Se conocieron en Taiwán. Cierto es que aquella lúgubre fábrica no era el escenario ideal para iniciar una historia de amor como la suya, pero en cuanto se vieron por primera vez supieron que estaban hechos el uno para el otro.
Juntos viajaron a Europa, donde fueron a parar a los pies de un joven periodista. Cada día a su lado deparaba una nueva aventura. Entrevistas con personajes a los que habían admirado, estrenos de obras teatrales, conciertos, reportajes cuya intensidad narrativa les dejaban exhaustos… Pero ellos siempre al margen, atrapados en la oscuridad de un silencio hueco que retumbaba con cada pregunta. Con cada suave pitido de la grabadora que marcaba el inicio de una nueva conversación de la que ellos nunca formaban parte.

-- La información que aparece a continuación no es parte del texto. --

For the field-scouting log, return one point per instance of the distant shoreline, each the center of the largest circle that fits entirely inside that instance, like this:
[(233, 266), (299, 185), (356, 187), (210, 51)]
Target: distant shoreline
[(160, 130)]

Pareja. Así eran considerados por todos y así se hacían llamar cuando alguien preguntaba por ellos. Pero realmente no lo eran. Nunca lo fueron y nunca llegarían a serlo. Su vida, aunque aparentemente tranquila, difícilmente podría ser peor que la de otros compañeros de viaje como los calzoncillos o la siempre despreciada camiseta interior, condenados ambos a formar parte del maldito cesto cada noche. Igual que ellos, aunque al menos -eso sí- se tenían el uno al otro.
Durante el día a día podría decirse que llevaban una relación a distancia. Separados por apenas unos cuantos centímetros, nunca llegaban a rozarse. Se intuían al pasar de atrás para adelante, siempre con prisas, sin ni siquiera tener la oportunidad de verse. Pasaban la noche, en el mejor de los casos, olvidados en cualquier rincón. A veces pendiendo con riesgo del filo de la mesa, otras -con suerte- tirados directamente en el suelo. Como dos pobres despojos que, tras haber cumplido con su cometido, eran despreciados con desdén.

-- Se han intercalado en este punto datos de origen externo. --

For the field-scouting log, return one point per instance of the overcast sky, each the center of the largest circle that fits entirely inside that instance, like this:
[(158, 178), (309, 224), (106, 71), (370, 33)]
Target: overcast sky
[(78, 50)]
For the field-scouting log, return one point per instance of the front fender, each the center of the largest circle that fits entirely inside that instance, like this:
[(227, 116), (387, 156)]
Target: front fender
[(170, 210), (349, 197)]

Pero lo peor era sin duda aquel frío y negro agujero que solían visitar con cierta asiduidad. Una auténtica pesadilla en la que, mareados, perdidos, daban vueltas sin rumbo ahogados en un espeso mar de suavizante y gel. Al tocar la señal salían, casi siempre aturdidos por tantos vaivenes y revolcones, y rezaban para verse juntos colgados de un hilo, donde deberían soportar la presión de un trozo de plástico y, en la mayoría de las ocasiones, el gélido viento de aquella ciudad. Pero rara vez había suerte. Así que todo cuanto podían hacer era mirarse con resignación y esperar ese mágico momento en que -ahora sí- pasarían unas cuantas noches abrazados en el más absoluto silencio del primer cajón.
Habían pasado los años y aquel joven periodista ya no lo era tanto. Como tampoco lo eran ellos. Agrietados por la vida se resistían a dejar de cumplir la función por la que habían sido concebidos. Aunque nunca lucían ni la mitad que sus colegas, eran la primera y última pieza de ropa que rozaba su cuerpo, además de un elemento totalmente imprescindible en cualquier atuendo, al margen de todas modas. Y de eso habían estado siempre bien orgullosos.

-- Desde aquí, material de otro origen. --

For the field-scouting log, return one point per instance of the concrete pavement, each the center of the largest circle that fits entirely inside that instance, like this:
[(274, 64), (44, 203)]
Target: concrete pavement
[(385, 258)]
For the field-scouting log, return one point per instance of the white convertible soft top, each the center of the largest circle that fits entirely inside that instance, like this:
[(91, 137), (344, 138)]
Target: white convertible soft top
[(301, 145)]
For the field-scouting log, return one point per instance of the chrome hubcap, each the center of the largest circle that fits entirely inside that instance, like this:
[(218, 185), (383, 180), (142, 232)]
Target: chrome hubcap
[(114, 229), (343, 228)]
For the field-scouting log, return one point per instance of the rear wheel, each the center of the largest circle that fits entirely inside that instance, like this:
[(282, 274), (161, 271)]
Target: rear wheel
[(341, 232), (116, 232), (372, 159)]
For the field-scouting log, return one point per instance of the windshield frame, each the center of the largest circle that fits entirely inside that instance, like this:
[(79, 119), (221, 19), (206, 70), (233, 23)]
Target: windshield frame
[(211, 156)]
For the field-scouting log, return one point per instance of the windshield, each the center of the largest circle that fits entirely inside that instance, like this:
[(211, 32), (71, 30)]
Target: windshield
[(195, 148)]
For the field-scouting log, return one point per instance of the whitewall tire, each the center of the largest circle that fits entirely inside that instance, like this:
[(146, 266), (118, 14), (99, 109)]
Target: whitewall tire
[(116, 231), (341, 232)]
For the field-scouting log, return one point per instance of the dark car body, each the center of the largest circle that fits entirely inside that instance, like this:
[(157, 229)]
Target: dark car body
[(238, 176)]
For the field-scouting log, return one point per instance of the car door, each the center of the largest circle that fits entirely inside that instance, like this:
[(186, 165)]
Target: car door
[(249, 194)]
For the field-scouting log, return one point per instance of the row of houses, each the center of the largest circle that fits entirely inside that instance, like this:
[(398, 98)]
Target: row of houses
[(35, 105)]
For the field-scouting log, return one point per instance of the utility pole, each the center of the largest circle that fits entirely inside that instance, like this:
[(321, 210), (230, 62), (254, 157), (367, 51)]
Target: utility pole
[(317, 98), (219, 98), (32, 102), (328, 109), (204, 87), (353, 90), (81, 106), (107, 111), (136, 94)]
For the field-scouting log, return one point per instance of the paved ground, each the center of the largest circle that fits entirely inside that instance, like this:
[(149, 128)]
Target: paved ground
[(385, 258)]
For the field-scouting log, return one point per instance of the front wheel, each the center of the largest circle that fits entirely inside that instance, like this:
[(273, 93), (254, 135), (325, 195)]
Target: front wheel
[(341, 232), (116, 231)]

Aquel día empezó como todos y acabó de la manera más fatal que pudieran imaginar. Tras el trasiego, el sudor y la noche prácticamente en vilo, esperando que el perro no descargara una vez más su rabia contenida contra ellos, llegó el momento de entrar en el agujero, donde se vieron por última vez.
Había salido el sol y una suave brisa bailaba suavemente con cada pieza de la colada. Excepto con él, que se resistía a hacerlo, fruto de una preocupante inquietud que lo atormentaba por dentro. Luchando ferozmente contra el plástico y su muelle, trataba de encontrar a su compañero. No hubo éxito.
En la cama esperó sin suerte ese abrazo que nunca llegaría. Allí estaba, paradójicamente rodeado y a la vez profundamente solo. La desesperación se fue para dejar paso a la sumisión en el momento comprendió que se había convertido en aquello que tanto había temido.
Un triste y solitario calcetín desparejado.
Todos los días hay un calcetin desparejado, sin ir mas lejos, tengo ahora mismo encima de mi cama uno azul y otro negro sin sus parejas.
Me has fastidiado, a partir de ahora no solo veré calcetines desparejados, vere tristes calcetines solitarios… y yo triste también.